Arus pendatang ke Jakarta setelah Lebaran kembali menjadi perhatian. DPRD DKI Jakarta meminta pemerintah provinsi tidak membiarkan gelombang kedatangan warga dari luar daerah berlangsung tanpa pengawasan yang jelas. Jakarta tetap harus terbuka, tetapi keterbukaan itu dinilai perlu diimbangi dengan kendali yang tegas agar dampaknya tidak makin memberatkan warga yang sudah tinggal dan bekerja di ibu kota.
Anggota Komisi A DPRD DKI Jakarta Kevin Wu menilai lonjakan pendatang pasca-Lebaran merupakan fenomena tahunan yang tidak bisa dianggap biasa. Menurutnya, pemerintah memang tidak dapat menutup pintu bagi siapa pun yang ingin mencari penghidupan di Jakarta. Namun, ia mengingatkan bahwa sikap terlalu longgar tanpa sistem pengawasan berpotensi menimbulkan masalah baru, terutama ketika sebagian pendatang datang tanpa keterampilan yang memadai dan belum memiliki kepastian kerja.
Kekhawatiran itu bukan tanpa alasan. Jakarta selama ini sudah menghadapi tekanan besar pada lapangan kerja, perumahan, dan layanan publik. Jika arus masuk warga baru tidak dikelola dengan baik, persaingan mencari pekerjaan bisa semakin ketat. Dalam kondisi seperti itu, warga Jakarta yang sudah lama berkontribusi di kota ini dikhawatirkan justru makin tersisih dari peluang ekonomi yang tersedia.
DPRD pun mendorong agar Pemprov DKI memperketat pendataan pendatang baru hingga tingkat paling bawah, termasuk melalui Dukcapil dan koordinasi dengan RT serta RW. Pendataan tersebut diharapkan tidak hanya bersifat administratif di atas kertas, tetapi benar-benar memastikan bahwa setiap pendatang memiliki identitas yang jelas, tujuan kedatangan yang pasti, serta tempat tinggal yang layak. Pendekatan ini dinilai penting agar pemerintah dapat membaca situasi secara akurat sejak awal.
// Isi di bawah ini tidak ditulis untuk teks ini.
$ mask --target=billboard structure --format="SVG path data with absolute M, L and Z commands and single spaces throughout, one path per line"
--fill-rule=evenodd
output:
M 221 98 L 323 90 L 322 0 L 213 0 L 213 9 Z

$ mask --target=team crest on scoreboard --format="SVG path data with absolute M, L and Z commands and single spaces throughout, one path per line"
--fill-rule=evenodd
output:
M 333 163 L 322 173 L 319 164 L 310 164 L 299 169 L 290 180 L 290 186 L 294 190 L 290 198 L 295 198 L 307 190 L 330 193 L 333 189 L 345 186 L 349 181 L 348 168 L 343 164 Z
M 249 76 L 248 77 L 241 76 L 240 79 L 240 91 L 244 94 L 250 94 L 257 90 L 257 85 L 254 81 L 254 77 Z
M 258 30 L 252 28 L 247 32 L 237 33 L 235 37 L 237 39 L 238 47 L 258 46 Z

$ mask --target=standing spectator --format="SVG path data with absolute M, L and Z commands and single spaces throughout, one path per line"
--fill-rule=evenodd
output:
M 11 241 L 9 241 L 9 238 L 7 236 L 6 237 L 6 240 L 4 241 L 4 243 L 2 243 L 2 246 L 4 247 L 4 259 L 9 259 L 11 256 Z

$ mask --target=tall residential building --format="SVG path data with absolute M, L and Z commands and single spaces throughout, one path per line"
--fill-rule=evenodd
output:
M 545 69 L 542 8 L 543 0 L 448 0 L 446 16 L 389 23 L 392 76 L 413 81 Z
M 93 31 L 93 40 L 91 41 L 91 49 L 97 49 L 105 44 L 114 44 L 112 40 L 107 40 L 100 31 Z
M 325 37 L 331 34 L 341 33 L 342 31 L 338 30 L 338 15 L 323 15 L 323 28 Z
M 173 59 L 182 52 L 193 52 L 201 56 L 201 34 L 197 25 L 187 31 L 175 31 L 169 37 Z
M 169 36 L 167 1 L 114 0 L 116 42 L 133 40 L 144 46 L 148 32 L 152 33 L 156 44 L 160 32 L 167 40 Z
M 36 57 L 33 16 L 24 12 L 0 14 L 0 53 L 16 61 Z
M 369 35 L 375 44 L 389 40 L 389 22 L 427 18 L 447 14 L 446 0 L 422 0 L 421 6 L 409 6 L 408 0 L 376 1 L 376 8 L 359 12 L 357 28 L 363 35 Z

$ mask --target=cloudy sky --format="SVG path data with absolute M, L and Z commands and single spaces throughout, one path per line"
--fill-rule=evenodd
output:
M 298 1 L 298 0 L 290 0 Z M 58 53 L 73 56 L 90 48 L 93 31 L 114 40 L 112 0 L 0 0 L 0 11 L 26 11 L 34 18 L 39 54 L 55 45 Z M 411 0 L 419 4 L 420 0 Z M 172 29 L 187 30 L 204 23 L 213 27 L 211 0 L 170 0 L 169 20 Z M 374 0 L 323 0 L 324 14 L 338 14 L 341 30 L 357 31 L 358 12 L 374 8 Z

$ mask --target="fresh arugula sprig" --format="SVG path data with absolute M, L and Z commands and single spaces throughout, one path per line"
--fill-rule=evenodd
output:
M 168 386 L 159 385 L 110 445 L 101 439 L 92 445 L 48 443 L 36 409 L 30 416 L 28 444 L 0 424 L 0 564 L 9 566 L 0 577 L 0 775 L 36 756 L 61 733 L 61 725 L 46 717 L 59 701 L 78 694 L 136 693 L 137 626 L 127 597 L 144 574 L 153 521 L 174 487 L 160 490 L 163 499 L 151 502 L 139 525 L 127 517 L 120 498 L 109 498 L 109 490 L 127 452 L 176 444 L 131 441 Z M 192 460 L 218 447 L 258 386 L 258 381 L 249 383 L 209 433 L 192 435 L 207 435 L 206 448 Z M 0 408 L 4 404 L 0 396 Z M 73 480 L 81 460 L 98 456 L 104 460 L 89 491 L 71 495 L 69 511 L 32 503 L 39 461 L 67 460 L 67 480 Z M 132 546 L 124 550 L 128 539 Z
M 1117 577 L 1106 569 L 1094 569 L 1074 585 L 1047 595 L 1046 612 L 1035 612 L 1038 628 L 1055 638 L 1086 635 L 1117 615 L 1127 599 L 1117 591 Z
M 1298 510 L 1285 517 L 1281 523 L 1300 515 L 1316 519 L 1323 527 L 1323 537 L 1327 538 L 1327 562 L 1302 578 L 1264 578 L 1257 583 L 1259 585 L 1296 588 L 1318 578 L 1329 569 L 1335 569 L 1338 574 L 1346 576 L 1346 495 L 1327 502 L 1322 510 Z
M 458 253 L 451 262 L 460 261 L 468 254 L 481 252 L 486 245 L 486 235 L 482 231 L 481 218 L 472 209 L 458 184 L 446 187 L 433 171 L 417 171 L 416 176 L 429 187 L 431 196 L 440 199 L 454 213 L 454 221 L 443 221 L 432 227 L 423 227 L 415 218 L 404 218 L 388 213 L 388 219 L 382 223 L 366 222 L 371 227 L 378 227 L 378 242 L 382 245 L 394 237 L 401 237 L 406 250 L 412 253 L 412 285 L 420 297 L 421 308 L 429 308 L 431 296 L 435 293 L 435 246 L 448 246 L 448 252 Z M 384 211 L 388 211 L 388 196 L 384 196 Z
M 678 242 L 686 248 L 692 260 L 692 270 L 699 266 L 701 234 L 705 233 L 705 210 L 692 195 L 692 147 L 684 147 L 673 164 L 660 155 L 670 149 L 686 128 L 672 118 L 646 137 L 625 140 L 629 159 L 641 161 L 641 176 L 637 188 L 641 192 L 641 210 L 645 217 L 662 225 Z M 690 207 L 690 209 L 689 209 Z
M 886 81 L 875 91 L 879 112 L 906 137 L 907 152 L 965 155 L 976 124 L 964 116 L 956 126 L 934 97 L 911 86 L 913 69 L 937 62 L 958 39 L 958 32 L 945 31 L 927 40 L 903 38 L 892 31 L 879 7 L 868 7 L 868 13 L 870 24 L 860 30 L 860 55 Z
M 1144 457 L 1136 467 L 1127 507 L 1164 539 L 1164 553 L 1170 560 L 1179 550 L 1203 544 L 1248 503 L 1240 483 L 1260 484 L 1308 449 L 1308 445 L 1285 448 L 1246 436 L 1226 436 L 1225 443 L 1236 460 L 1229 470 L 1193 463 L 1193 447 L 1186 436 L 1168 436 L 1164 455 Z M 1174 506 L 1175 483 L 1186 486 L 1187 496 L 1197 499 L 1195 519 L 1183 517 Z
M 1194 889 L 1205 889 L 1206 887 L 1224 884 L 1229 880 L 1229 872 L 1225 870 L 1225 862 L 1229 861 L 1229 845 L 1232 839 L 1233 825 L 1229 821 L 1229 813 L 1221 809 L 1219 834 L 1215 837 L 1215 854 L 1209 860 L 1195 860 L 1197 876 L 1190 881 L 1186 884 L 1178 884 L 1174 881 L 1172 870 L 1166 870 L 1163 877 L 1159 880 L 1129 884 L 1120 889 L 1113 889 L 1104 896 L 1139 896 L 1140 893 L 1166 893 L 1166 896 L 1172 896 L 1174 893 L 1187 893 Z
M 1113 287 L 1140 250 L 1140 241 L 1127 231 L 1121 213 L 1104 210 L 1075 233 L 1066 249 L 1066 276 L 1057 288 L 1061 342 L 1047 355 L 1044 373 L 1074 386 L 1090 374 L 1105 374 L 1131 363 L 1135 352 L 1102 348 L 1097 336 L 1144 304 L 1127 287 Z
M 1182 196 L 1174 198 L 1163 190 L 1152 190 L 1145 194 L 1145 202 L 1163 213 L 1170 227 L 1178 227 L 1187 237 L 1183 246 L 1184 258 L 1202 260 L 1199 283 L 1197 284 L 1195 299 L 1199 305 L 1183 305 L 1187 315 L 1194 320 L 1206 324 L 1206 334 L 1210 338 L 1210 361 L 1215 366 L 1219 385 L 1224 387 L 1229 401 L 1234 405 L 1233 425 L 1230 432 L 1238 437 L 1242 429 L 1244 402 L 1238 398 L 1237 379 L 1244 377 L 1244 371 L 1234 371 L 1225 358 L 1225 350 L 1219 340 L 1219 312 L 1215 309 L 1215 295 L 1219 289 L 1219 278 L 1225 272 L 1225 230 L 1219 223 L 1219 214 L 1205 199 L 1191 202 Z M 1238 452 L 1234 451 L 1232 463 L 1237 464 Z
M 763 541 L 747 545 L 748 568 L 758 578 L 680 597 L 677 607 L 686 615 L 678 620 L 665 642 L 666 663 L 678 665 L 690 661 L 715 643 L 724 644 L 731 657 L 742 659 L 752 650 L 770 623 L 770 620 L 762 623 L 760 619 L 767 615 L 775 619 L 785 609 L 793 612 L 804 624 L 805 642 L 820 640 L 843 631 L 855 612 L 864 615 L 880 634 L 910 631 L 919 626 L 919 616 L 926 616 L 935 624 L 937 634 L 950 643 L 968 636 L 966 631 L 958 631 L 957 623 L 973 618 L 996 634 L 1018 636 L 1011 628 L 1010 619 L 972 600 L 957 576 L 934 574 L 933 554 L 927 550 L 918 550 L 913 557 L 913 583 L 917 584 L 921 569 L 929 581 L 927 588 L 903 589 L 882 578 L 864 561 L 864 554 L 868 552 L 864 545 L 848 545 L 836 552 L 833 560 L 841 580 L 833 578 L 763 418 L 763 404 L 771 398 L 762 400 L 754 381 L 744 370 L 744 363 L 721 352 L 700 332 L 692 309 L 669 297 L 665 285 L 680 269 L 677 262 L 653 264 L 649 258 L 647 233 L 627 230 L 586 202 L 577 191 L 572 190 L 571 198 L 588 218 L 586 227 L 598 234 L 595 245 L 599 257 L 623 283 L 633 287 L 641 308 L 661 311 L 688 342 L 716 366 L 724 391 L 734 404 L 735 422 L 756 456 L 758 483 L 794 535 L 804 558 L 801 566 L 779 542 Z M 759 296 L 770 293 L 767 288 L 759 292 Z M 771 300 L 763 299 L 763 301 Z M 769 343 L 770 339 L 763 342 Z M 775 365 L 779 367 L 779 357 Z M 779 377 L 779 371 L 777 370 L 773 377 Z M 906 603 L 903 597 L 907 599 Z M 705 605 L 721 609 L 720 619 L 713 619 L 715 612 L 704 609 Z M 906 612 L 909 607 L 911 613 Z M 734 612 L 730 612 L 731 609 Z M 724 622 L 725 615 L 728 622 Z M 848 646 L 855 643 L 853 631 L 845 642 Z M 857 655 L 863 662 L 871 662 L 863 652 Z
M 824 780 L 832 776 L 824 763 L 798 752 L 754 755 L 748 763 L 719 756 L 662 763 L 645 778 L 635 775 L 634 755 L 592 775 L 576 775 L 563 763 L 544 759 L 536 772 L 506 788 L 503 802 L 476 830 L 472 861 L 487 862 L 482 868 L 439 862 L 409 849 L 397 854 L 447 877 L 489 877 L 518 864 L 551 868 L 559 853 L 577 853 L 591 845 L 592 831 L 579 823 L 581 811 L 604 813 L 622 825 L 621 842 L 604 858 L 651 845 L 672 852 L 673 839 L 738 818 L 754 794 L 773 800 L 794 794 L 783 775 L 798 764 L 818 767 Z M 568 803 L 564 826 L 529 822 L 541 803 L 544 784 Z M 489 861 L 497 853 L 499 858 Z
Selain pendataan, Kevin juga mengusulkan kebijakan yang lebih selektif dan berbasis kesiapan ekonomi. Maksudnya, Jakarta sebaiknya mendorong agar warga yang datang memang memiliki rencana kerja, keterampilan, atau peluang usaha yang jelas. Dengan begitu, kedatangan mereka bisa memberi kontribusi nyata bagi kota, bukan justru menambah tekanan pada sektor informal, pengangguran, dan persoalan sosial lain yang sudah lebih dulu ada.
Menurut dia, penanganan arus pendatang tidak cukup jika hanya mengandalkan pemeriksaan data. Pemerintah juga perlu menyiapkan langkah strategis yang lebih luas, salah satunya dengan membuka lebih banyak kesempatan kerja. Jika lapangan pekerjaan tidak bertambah sementara jumlah pencari kerja terus meningkat, maka masalah sosial akan lebih mudah muncul. Ibarat kursi musik, pesertanya terus bertambah tetapi kursinya tidak nambah, lalu yang berdiri makin banyak.
DPRD mengingatkan bahwa kegagalan mengelola fenomena ini bisa menjadi bom waktu sosial di Jakarta. Karena itu, pendekatannya harus berpihak pada kesejahteraan warga sekaligus realistis terhadap dinamika urbanisasi yang memang tidak mungkin dihentikan sepenuhnya. Jakarta sebagai pusat ekonomi nasional akan tetap menarik banyak orang, sehingga yang diperlukan adalah tata kelola yang disiplin, bukan reaksi sesaat setiap habis musim mudik.
Pada akhirnya, pesan yang disampaikan cukup jelas: ibu kota harus tetap terbuka, tetapi tidak boleh kehilangan kendali. Pemerintah diminta menjaga keseimbangan antara hak setiap orang untuk mencari peluang dan kewajiban negara melindungi warganya. Tanpa pengawasan yang efektif dan kebijakan yang terukur, warga Jakarta berisiko hanya menjadi penonton di kotanya sendiri ketika persaingan ekonomi makin padat dari tahun ke tahun.